What you’re looking at in the pic above is our crazy-good grass, which amazes me because of the little – but always valuable – rain we’ve gotten this summer (this year, really; it’s been pretty darn dry since *last* year). The galleta grass is particularly bonkers this year, along with the sand dropseed and/or alkali sacaton (very similar in appearance). This is from right inside the basin’s main/western boundary entrance looking eastish.

From here, my next destination was the south rim of Spring Creek canyon, through which water runs out of Spring Creek Basin, out across lower Disappointment Valley and into Disappointment Creek, which delivers water – along with a “healthy” (aka large) dose of salt and sediment (apologies) – to the grand and spectacular Dolores River.

Spring Creek, draining Spring Creek Basin. 🙂 Around the near (left) bend, before the far bend, there’s a fence across the wide-open low ground and a water gap across the creek; that’s the basin’s western boundary. Way yonder, on the horizon, on the far side of the farthest rimrock and even beyond that blue-grey tide of rain, is the south shoulder of eastern Utah’s La Sal Mountains.

Not even my phone’s widest angle is wide enough to take in all the gorgeousity of Spring Creek through its canyon, so here’s another bit of view that takes in more of the upstream canyon area. Spring Creek Basin stretches north (straight ahead of me) and east (to my right) and south (behind me) from this perspective on the canyon’s south rim.

Those layers. The canyon is neither super deep nor particularly long. But it is so gorgeous.

In just the short time I walked out and spent along the rim, the storm to the west was already passing.

Looking upstream across the heart of Spring Creek Basin, where another storm loomed on the northeastern/eastern/southeastern horizon.

And because this is a blog about the wild horses of Spring Creek Basin, there IS a mustang out there, though I’m not sure he’s visible. As far as I know, the young mister is the only one to have crossed the creek (within view, anyway). 🙂

Grow, grass, grow!

Better late than never (this was the last day of specific rain in the forecast). I think we can be said to have gotten some monsoon rains this summer. Despite all the worry leading to this day (yesterday), soooo amazingly grateful. 🙂

* Thanks to Charley Pride for the inspiration behind this post’s title – “(High on a) Mountain of Love.”





Peak in sunshine

4 08 2024

All the heat rising into our local atmosphere is finally starting to rouse some rain clouds over the region – very scattered and random.

Now we just need those clouds to drop some rain.

Above, Maiku might have been enjoying the temperature drop when the clouds built up and the wind picked up. After a high of about 99 degrees, I sure was!





Pink is as pretty as grey

1 08 2024

Our skies have returned to Colorado-blue (is that a color on the paint-chip charts? it should be) from the smoky conditions. That’s good for us … and I hope it’s good for firefighters and community members who are battling fires in their own home ranges.

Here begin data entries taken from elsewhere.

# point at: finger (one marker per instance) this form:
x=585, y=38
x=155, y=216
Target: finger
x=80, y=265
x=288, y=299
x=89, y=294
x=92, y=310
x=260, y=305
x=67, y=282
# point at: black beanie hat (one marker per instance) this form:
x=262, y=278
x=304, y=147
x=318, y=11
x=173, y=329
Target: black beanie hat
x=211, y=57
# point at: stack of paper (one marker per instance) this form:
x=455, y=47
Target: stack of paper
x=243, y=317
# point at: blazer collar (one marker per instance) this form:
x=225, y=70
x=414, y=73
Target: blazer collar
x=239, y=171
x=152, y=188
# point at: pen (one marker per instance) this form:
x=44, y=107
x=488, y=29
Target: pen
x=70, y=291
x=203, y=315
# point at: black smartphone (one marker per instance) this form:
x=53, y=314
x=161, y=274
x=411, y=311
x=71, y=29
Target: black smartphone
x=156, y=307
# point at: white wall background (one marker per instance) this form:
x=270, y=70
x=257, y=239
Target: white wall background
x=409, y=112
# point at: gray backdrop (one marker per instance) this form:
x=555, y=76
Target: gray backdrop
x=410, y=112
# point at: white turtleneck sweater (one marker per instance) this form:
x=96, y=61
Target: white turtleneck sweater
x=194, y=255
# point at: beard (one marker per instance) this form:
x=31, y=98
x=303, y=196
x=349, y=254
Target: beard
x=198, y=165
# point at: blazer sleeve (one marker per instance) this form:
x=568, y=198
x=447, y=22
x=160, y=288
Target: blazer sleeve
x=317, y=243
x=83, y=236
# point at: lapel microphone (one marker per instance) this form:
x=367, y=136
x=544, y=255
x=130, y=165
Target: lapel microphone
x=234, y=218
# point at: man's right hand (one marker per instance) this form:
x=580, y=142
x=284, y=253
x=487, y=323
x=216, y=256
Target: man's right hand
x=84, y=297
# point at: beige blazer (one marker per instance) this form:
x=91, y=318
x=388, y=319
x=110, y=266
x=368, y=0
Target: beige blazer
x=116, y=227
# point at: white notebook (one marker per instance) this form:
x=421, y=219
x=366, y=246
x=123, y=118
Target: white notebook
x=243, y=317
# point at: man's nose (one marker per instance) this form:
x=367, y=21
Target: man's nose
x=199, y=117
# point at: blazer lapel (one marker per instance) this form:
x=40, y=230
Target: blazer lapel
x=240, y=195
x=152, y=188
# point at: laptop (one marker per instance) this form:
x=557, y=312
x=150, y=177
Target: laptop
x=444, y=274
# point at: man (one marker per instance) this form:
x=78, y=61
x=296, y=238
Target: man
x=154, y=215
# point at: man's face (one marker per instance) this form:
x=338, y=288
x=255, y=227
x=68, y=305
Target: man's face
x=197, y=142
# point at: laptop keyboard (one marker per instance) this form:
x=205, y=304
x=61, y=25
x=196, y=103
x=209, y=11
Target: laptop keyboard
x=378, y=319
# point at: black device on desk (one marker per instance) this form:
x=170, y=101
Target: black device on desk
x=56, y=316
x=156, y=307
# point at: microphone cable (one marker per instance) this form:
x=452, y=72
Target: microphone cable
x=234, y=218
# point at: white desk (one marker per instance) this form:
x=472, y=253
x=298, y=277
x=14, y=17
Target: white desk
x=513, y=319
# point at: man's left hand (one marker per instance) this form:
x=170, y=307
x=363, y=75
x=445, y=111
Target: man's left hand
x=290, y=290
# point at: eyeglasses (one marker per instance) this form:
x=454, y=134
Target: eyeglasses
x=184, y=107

This pic of Winona was too pastel-pretty to pass up sharing.





Smokin’ hot

27 07 2024

Hot.

Smoky.

Smoky.

Hot.

Summer in Southwest Colorado (and/or anywhere in the West).





One of those days

18 07 2024

Storm and his band have been a bit more accessible again this summer, like last summer, and I’ve enjoyed spending some time with them. Storm hasn’t given me a lot of photographable moments, though, mainly grazing peacefully along with his mares (which is wonderful for me … but not really share-able :)).

It was during a recent evening when the eastern side of the basin lit up with amazing light just at the end of day while the western sky held a brief glow of gold-rimmed red clouds – and Storm head-down in a patch of yummy grass, in the shadowed lee of a small hill – that I remembered some pix I’d taken of him previously that I’d never posted.

So this pic isn’t recent (it’s from the beginning of June, before the rain), but my beautiful boy deserves to be seen. He was relaxed-alert watching the world from his hip-cocked perch on the side of a hill, his mares napping above him. I didn’t have the best angle from my own perch on the rounding-away side of the small hill, but take please take my word for it: It was *beautiful* – the mustang, the view, the day.

Can’t ask for much more than that … and the means to share it.





Cool critter

15 07 2024

When I saw the giant hole at the side of the road as I passed, one of my favorite bands of mustangs just ahead, I thought, “hm … badger opened that hole.” And I didn’t think much more about it.

Until I stopped several yards away and was dithering around getting my camera out of my pack and ready to aim at ponies.

And I saw the low-to-the-ground scurrying grey-and-black-and-white critter. … !

It got to its hole before I got my camera to my eye, but then it proved to be wonderfully curious!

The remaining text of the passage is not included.